The drug delivery system replaces oxygen with medication. At 20 milliliters, the quantities of blood cells used for drug delivery are small. By comparison, the average human has 5 liters of blood so the patient will not miss the oxygen lost. More importantly, animal tests so far show that the blood cells are treated as ordinary blood cells in the body and are not rejected.

So far, however, tests have only taken place in animals and Russell said it is impossible to tell exactly when the system will be approved for use in hospitals. The company recently received about $3 million venture capital funding to pay for human trials. They hope to be in trials in the next year.

“Many (cancer) drugs used are cytotoxic (destructive to living cells) and that means that they have side effects like sickness, nausea (and) hair loss,” he said.

Harsh side effects occur to get the dose they need at the site, doctors need to subject patients to high overall dosages.

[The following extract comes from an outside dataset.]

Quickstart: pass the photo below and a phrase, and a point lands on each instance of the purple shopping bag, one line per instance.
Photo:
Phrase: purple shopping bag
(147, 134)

Also, many chemotherapy drugs have a short lifetime, and doctors need to repeat treatments often.

Gendel’s system keeps drugs fresh within the blood cell and delivers the drug locally, so fewer and far smaller doses are required, Russell said. That minimizes the quantity of medication released, as well as minimizing any side effects.

Ultimately, the company hopes its system will be installed in hospitals so a patient’s blood can be collected, infused with the necessary drugs and reintroduced into the bloodstream at the bedside or in the operating room.